Mypy (Strict Mode — Mandatory)

Run mypy after every change. Configure in pyproject.toml:

[tool.mypy]
python_version = "3.12"
strict = true
warn_return_any = true
warn_unused_ignores = true
no_implicit_reexport = true
plugins = ["pydantic.mypy"]   # if Pydantic is used

Iterate until mypy exits with code 0. Never suppress errors with # type: ignore without a comment explaining the reason.


2 — OOP Principles

  • Model domain concepts as classes. Use inheritance only for genuine IS-A relationships; prefer composition.
  • Apply SOLID:
    • S — one responsibility per class/function
    • O — extend via subclassing or strategy, not by modifying existing code
    • L — subtypes must be substitutable
    • I — small, focused protocols/ABCs; never fat interfaces
    • D — depend on abstractions (Protocol / ABC), not concretes
  • Use abc.ABC + @abc.abstractmethod for explicit contracts when subclassing is intended.
  • Use Protocol (structural typing) for duck-typed contracts — preferred over ABC for third-party types.
  • Expose only what is needed; prefix internal names with _.
  • __slots__ on all classes instantiated many times (reduces per-instance memory ~40%).
from __future__ import annotations

import abc
from typing import Protocol

class Serializable(Protocol):
    def to_dict(self) -> dict[str, object]: ...

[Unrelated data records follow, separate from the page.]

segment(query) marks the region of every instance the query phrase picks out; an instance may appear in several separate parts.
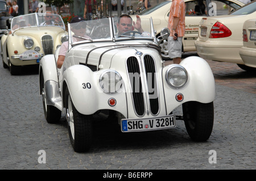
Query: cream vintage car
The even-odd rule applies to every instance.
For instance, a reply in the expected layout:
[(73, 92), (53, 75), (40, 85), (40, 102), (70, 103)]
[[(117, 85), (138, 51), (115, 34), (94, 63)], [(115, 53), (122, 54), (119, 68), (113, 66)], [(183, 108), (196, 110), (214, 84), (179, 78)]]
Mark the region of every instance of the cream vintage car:
[(48, 14), (30, 14), (13, 19), (11, 31), (1, 39), (3, 65), (12, 75), (24, 65), (36, 65), (46, 54), (53, 54), (67, 40), (61, 17)]
[[(56, 66), (59, 49), (41, 59), (40, 94), (47, 122), (66, 116), (75, 151), (89, 149), (94, 116), (109, 112), (116, 117), (110, 121), (116, 121), (123, 134), (173, 128), (176, 119), (184, 117), (192, 140), (208, 139), (215, 83), (207, 62), (193, 56), (165, 66), (152, 19), (141, 19), (142, 33), (135, 29), (123, 34), (118, 33), (118, 20), (69, 24), (68, 49), (61, 68)], [(133, 30), (132, 24), (123, 26)], [(86, 28), (86, 36), (71, 31), (80, 28)], [(165, 39), (170, 35), (166, 30)], [(183, 115), (173, 114), (181, 105)]]
[[(156, 36), (160, 35), (163, 27), (167, 27), (171, 1), (165, 1), (139, 14), (141, 18), (152, 17)], [(199, 26), (202, 17), (212, 16), (215, 14), (217, 15), (228, 14), (244, 5), (238, 0), (184, 0), (184, 2), (186, 14), (185, 36), (182, 40), (183, 52), (196, 50), (195, 41), (198, 37)], [(167, 41), (163, 39), (159, 44), (163, 58), (170, 59)]]
[(243, 27), (243, 47), (239, 50), (245, 65), (256, 70), (256, 19), (245, 21)]
[(255, 17), (256, 1), (229, 15), (203, 18), (195, 42), (197, 54), (205, 59), (237, 64), (247, 70), (239, 50), (243, 46), (243, 23)]

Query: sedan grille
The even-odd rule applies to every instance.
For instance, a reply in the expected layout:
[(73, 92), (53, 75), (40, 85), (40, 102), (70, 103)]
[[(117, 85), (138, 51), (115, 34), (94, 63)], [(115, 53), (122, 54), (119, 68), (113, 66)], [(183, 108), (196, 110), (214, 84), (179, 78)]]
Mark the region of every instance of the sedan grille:
[(42, 44), (45, 55), (53, 53), (53, 41), (51, 36), (43, 36), (42, 37)]
[[(127, 60), (127, 68), (130, 78), (133, 95), (133, 100), (136, 113), (138, 116), (142, 116), (145, 113), (145, 103), (143, 96), (141, 75), (140, 66), (137, 58), (130, 57)], [(156, 84), (155, 62), (151, 56), (146, 55), (144, 57), (144, 71), (147, 77), (147, 90), (146, 98), (149, 99), (150, 111), (153, 115), (158, 113), (159, 109), (158, 92)]]

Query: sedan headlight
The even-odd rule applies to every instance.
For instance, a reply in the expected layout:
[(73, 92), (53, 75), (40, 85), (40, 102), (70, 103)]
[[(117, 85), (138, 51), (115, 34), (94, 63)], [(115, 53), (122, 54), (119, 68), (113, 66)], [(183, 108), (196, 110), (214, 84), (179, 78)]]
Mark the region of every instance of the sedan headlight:
[(171, 87), (181, 88), (188, 81), (188, 73), (181, 66), (175, 65), (168, 69), (166, 73), (166, 79)]
[(61, 39), (60, 40), (60, 41), (61, 41), (61, 43), (68, 41), (68, 36), (67, 35), (63, 36), (63, 37), (61, 37)]
[(101, 75), (100, 85), (104, 92), (116, 93), (122, 88), (122, 77), (117, 71), (109, 70)]
[(27, 49), (31, 48), (34, 46), (34, 41), (30, 37), (26, 38), (24, 40), (24, 45)]

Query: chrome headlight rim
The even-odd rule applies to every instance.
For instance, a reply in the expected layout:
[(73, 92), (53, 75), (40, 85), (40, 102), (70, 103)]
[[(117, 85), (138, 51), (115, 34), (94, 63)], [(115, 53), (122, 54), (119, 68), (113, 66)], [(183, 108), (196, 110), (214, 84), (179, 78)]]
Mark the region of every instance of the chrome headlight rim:
[(34, 41), (31, 38), (27, 37), (25, 39), (25, 40), (24, 40), (23, 44), (24, 46), (25, 46), (26, 48), (30, 49), (34, 46)]
[[(106, 74), (109, 74), (109, 73), (114, 73), (115, 74), (115, 80), (116, 76), (117, 75), (118, 77), (119, 77), (119, 80), (118, 81), (119, 81), (120, 82), (119, 86), (118, 86), (118, 89), (115, 89), (117, 88), (117, 85), (115, 84), (115, 89), (114, 89), (114, 91), (113, 91), (113, 90), (112, 90), (110, 89), (110, 90), (107, 90), (105, 88), (104, 85), (102, 84), (102, 78), (103, 77), (104, 77), (104, 75), (106, 75)], [(111, 78), (111, 76), (110, 76)], [(111, 79), (110, 79), (111, 80)], [(104, 71), (104, 72), (102, 72), (101, 74), (101, 75), (100, 76), (100, 79), (99, 79), (99, 82), (100, 82), (100, 86), (101, 87), (101, 88), (102, 89), (103, 91), (106, 94), (115, 94), (119, 92), (119, 91), (122, 89), (122, 77), (120, 75), (120, 74), (117, 72), (115, 70), (108, 70), (106, 71)], [(113, 83), (113, 82), (112, 82)]]
[[(171, 83), (170, 82), (170, 80), (168, 78), (168, 74), (169, 74), (169, 73), (170, 73), (170, 71), (173, 70), (176, 68), (178, 68), (178, 69), (180, 69), (180, 70), (181, 70), (184, 72), (184, 75), (185, 75), (184, 81), (183, 81), (182, 82), (182, 83), (180, 83), (179, 85), (177, 85), (177, 86), (175, 85), (174, 84)], [(172, 89), (181, 89), (181, 88), (183, 87), (187, 84), (187, 82), (188, 82), (188, 73), (187, 73), (186, 69), (181, 65), (176, 65), (174, 66), (171, 66), (168, 68), (166, 72), (166, 81), (167, 82), (168, 85)]]

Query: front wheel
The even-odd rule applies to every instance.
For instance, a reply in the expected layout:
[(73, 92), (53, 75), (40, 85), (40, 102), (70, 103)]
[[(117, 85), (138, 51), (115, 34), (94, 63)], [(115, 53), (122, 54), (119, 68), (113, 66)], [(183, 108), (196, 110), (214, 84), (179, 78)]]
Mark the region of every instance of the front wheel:
[(213, 127), (213, 102), (189, 102), (183, 103), (182, 108), (185, 125), (191, 139), (195, 141), (208, 140)]
[(9, 63), (10, 72), (13, 75), (19, 75), (21, 73), (21, 66), (14, 65), (11, 62)]
[(57, 123), (61, 116), (61, 111), (53, 106), (46, 104), (46, 92), (43, 74), (41, 75), (41, 83), (42, 84), (41, 85), (42, 87), (43, 87), (42, 89), (42, 96), (44, 117), (48, 123), (52, 124)]
[(75, 107), (68, 89), (65, 90), (66, 116), (71, 145), (76, 152), (88, 151), (92, 140), (92, 116), (79, 113)]

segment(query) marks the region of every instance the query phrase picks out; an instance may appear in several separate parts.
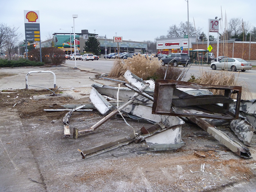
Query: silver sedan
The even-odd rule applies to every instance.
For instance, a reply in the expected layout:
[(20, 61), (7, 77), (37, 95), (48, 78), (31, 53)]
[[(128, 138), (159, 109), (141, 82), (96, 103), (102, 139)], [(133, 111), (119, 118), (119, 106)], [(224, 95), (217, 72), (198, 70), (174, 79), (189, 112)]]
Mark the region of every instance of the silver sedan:
[(237, 70), (245, 71), (252, 69), (252, 64), (240, 58), (227, 58), (218, 62), (212, 63), (211, 67), (214, 70), (219, 69), (231, 70), (232, 71), (236, 71)]

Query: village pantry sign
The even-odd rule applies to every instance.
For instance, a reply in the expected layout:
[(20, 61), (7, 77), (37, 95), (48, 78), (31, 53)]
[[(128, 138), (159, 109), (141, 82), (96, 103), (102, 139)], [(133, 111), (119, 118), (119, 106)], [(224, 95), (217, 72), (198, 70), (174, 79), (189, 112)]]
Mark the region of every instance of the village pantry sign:
[(39, 11), (24, 10), (26, 41), (40, 41)]

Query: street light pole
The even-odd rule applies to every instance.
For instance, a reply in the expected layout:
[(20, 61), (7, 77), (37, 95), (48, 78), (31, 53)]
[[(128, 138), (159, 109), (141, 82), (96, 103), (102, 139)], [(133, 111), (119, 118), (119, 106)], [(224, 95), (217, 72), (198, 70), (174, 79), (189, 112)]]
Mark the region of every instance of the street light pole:
[(74, 28), (74, 49), (75, 51), (75, 68), (76, 68), (76, 36), (75, 32), (75, 18), (78, 17), (78, 15), (72, 15), (72, 17), (73, 18), (73, 26)]
[(189, 57), (189, 17), (188, 16), (188, 0), (185, 0), (188, 3), (188, 56)]

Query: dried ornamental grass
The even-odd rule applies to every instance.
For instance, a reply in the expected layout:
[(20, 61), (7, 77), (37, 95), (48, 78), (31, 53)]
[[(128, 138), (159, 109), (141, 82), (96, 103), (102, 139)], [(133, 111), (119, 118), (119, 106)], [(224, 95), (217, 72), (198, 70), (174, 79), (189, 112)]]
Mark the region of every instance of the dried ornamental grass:
[[(150, 60), (139, 54), (132, 58), (129, 58), (128, 59), (124, 60), (123, 61), (120, 60), (115, 61), (109, 76), (122, 79), (123, 75), (129, 69), (132, 73), (143, 80), (151, 78), (163, 79), (166, 68), (166, 66), (161, 66), (157, 58), (152, 57)], [(180, 79), (184, 76), (183, 70), (178, 68), (169, 66), (168, 68), (165, 79), (177, 80), (182, 73)]]
[[(252, 93), (250, 91), (247, 84), (244, 82), (237, 82), (235, 74), (228, 72), (227, 71), (216, 72), (203, 71), (201, 76), (198, 78), (190, 81), (199, 84), (223, 85), (225, 86), (242, 86), (242, 99), (247, 99), (249, 97), (251, 96)], [(224, 95), (224, 90), (213, 89), (210, 90), (214, 94)], [(232, 94), (231, 98), (236, 99), (236, 95)]]

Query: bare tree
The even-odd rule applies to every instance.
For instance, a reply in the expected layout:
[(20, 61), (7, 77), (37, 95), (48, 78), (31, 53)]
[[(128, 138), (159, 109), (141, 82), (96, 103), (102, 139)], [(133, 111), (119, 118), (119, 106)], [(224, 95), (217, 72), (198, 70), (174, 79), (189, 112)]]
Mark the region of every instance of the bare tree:
[(228, 22), (228, 30), (232, 36), (238, 36), (242, 32), (242, 21), (241, 18), (231, 18)]
[(14, 48), (15, 44), (21, 37), (21, 34), (16, 33), (19, 28), (14, 26), (12, 27), (7, 27), (6, 28), (6, 37), (5, 41), (5, 47), (8, 52), (8, 56), (10, 60), (11, 59), (11, 52)]
[(251, 33), (252, 34), (252, 41), (256, 41), (256, 27), (253, 27)]
[(244, 36), (244, 39), (245, 41), (247, 41), (247, 35), (251, 28), (251, 24), (249, 22), (244, 21), (242, 19), (242, 28)]
[(6, 38), (7, 36), (7, 26), (6, 24), (0, 23), (0, 49), (5, 45)]
[[(199, 28), (196, 29), (192, 23), (189, 22), (189, 36), (199, 36), (201, 29)], [(181, 22), (179, 26), (176, 24), (170, 26), (167, 36), (169, 38), (183, 37), (188, 34), (188, 21)]]

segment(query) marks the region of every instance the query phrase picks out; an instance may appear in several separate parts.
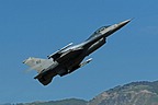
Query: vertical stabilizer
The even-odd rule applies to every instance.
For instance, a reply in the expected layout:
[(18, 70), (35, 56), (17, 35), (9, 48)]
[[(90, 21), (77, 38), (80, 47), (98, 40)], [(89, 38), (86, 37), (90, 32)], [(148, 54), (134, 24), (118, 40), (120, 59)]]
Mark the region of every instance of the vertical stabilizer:
[(40, 73), (53, 65), (53, 60), (30, 57), (29, 59), (24, 60), (23, 63), (30, 66), (30, 70), (36, 70)]

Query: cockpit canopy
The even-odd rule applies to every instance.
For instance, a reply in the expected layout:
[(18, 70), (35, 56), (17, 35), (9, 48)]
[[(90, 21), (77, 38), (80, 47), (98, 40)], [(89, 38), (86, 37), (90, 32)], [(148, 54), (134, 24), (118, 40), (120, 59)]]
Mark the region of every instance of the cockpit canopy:
[(102, 26), (100, 28), (98, 28), (88, 39), (92, 38), (92, 37), (95, 37), (101, 31), (108, 28), (110, 25), (108, 26)]

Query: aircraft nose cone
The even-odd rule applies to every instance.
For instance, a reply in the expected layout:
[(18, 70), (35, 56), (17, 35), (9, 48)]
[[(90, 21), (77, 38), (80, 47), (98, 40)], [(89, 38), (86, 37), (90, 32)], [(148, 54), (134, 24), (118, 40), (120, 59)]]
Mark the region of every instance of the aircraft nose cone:
[(119, 23), (119, 27), (123, 27), (124, 25), (126, 25), (126, 24), (129, 23), (131, 21), (132, 21), (132, 19)]

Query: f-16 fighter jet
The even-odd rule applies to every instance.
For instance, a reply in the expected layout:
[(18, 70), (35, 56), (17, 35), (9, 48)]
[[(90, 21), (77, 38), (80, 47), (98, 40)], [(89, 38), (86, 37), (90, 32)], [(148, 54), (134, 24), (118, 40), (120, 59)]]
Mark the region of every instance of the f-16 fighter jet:
[(78, 45), (72, 45), (72, 43), (70, 43), (64, 48), (47, 56), (48, 59), (30, 57), (24, 60), (23, 63), (30, 66), (30, 69), (36, 70), (38, 74), (34, 79), (37, 79), (43, 85), (47, 85), (55, 75), (63, 77), (69, 74), (89, 63), (92, 58), (89, 58), (83, 62), (82, 60), (104, 45), (108, 36), (122, 28), (128, 22), (131, 22), (131, 20), (114, 25), (102, 26), (84, 42)]

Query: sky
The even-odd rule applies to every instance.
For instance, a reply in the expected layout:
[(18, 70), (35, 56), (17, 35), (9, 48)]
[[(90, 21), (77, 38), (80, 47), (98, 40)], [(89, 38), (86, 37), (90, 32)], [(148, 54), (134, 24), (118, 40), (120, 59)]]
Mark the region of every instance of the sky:
[[(0, 0), (0, 104), (91, 100), (133, 81), (158, 80), (158, 0)], [(95, 30), (134, 19), (93, 60), (43, 86), (22, 61), (79, 44)]]

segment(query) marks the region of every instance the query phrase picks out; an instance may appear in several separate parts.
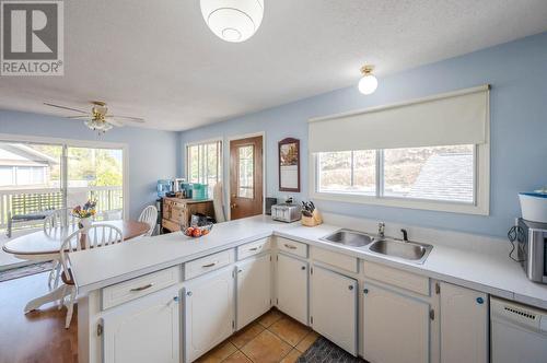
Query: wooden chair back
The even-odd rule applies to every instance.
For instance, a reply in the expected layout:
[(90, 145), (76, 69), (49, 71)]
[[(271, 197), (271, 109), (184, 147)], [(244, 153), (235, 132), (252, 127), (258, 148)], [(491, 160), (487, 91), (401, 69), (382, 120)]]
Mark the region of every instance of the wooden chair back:
[(124, 233), (110, 224), (97, 223), (86, 229), (81, 229), (69, 235), (61, 244), (59, 250), (65, 277), (71, 280), (68, 264), (68, 254), (105, 247), (124, 242)]
[(155, 206), (148, 206), (144, 208), (140, 213), (139, 222), (144, 222), (150, 225), (150, 229), (144, 235), (151, 236), (152, 233), (154, 233), (155, 224), (158, 223), (158, 208), (155, 208)]

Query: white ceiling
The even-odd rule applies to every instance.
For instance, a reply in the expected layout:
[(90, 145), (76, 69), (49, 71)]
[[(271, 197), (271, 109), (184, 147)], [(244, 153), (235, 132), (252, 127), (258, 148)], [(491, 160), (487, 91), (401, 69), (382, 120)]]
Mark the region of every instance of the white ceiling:
[(0, 108), (106, 101), (185, 130), (547, 31), (545, 0), (265, 0), (257, 34), (216, 37), (198, 0), (65, 1), (65, 77), (2, 77)]

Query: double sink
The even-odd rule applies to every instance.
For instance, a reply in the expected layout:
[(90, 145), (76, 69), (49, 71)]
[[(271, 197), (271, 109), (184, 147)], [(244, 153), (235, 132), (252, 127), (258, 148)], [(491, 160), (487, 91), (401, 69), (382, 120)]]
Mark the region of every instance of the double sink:
[(376, 237), (374, 235), (346, 229), (338, 230), (321, 239), (349, 247), (365, 247), (371, 253), (395, 257), (415, 264), (426, 262), (431, 249), (433, 249), (433, 246), (418, 242)]

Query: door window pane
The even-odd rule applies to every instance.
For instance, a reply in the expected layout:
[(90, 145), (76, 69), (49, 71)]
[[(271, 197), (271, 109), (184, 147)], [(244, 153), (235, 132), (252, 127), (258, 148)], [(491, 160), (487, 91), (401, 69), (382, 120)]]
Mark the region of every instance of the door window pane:
[(246, 145), (237, 148), (238, 159), (238, 177), (237, 177), (237, 197), (253, 199), (254, 194), (254, 145)]
[(474, 145), (384, 150), (384, 195), (474, 202)]
[[(63, 207), (60, 169), (62, 145), (0, 142), (0, 229), (8, 214), (31, 214)], [(14, 223), (13, 230), (42, 226)]]

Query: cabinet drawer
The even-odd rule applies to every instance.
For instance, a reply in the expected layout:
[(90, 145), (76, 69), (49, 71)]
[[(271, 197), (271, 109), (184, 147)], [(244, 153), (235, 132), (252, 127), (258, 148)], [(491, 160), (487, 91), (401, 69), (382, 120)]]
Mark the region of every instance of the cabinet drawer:
[(270, 249), (270, 238), (263, 238), (237, 247), (237, 260), (258, 255)]
[(307, 245), (296, 241), (277, 237), (277, 248), (291, 255), (307, 258)]
[(164, 229), (167, 229), (170, 230), (171, 232), (177, 232), (177, 231), (181, 231), (181, 225), (178, 223), (175, 223), (175, 222), (172, 222), (172, 221), (168, 221), (166, 219), (163, 219), (162, 220), (162, 226)]
[(312, 247), (312, 258), (316, 261), (327, 264), (339, 269), (359, 272), (359, 260), (357, 257), (334, 253), (324, 248)]
[(379, 264), (364, 262), (364, 276), (397, 288), (430, 295), (429, 278)]
[(101, 291), (102, 308), (110, 308), (138, 298), (179, 282), (181, 267), (174, 266), (165, 270), (106, 286)]
[(189, 280), (198, 276), (214, 271), (234, 261), (234, 250), (226, 249), (218, 254), (195, 259), (184, 265), (184, 279)]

class BaseRepository[T](abc.ABC):
    @abc.abstractmethod
    def get(self, id: int) -> T | None: ...

    @abc.abstractmethod
    def save(self, entity: T) -> None: ...

3 — Data Model: Pydantic vs dataclass vs attrs

Choose the right tool for the data's role:

Scenario Tool
Data crosses a trust boundary (API input, config file, user data) Pydantic v2
Internal data structures (domain models, value objects, DTOs between layers) @dataclass(slots=True, frozen=True)
Complex internal models needing composable validators, converters, and advanced slot support attrs

Pydantic v2 at trust boundaries:

from pydantic import BaseModel, field_validator

class CreateUserRequest(BaseModel):
    name: str
    email: str

    @field_validator("email")
    @classmethod
    def validate_email(cls, v: str) -> str:
        if "@" not in v:
            raise ValueError("invalid email")
        return v.lower()

Dataclass for internal models (no I/O):

from dataclasses import dataclass

@dataclass(slots=True, frozen=True)
class UserId:
    value: int

4 — Separation of Concerns

Organise code into layers; never mix them in a single module or class:

Layer Responsibility
Domain / Models Pure business logic, no I/O
Repository / Data Persistence, queries
Service / Use-case Orchestrates domain + repos
Interface / API HTTP, CLI, events — thin adapters
Infrastructure DB sessions, HTTP clients, config
  • No raw SQL / ORM calls in service or domain layers.
  • No business logic in route handlers or CLI commands.
  • Config (env vars, secrets) loaded once at startup, injected as typed Pydantic BaseSettings objects.

5 — Idiomatic & Pythonic Constructs

Always prefer:

# Comprehensions over manual loops
squares = [x**2 for x in range(10) if x % 2 == 0]

# Generator expressions for lazy evaluation
total = sum(x**2 for x in big_sequence)

# Walrus operator for assign-and-test
if chunk := file.read(8192):
    process(chunk)

# Context managers for all resources
with open(path) as fh:
    data = fh.read()

# Unpacking
first, *rest = items
a, b = b, a

# enumerate / zip instead of index loops
for i, item in enumerate(items):
    ...

# dataclasses / NamedTuple over raw dicts for structured data
from dataclasses import dataclass

@dataclass(slots=True, frozen=True)
class Point:
    x: float
    y: float

# pathlib over os.path
from pathlib import Path
config = Path("~/.config/app.toml").expanduser()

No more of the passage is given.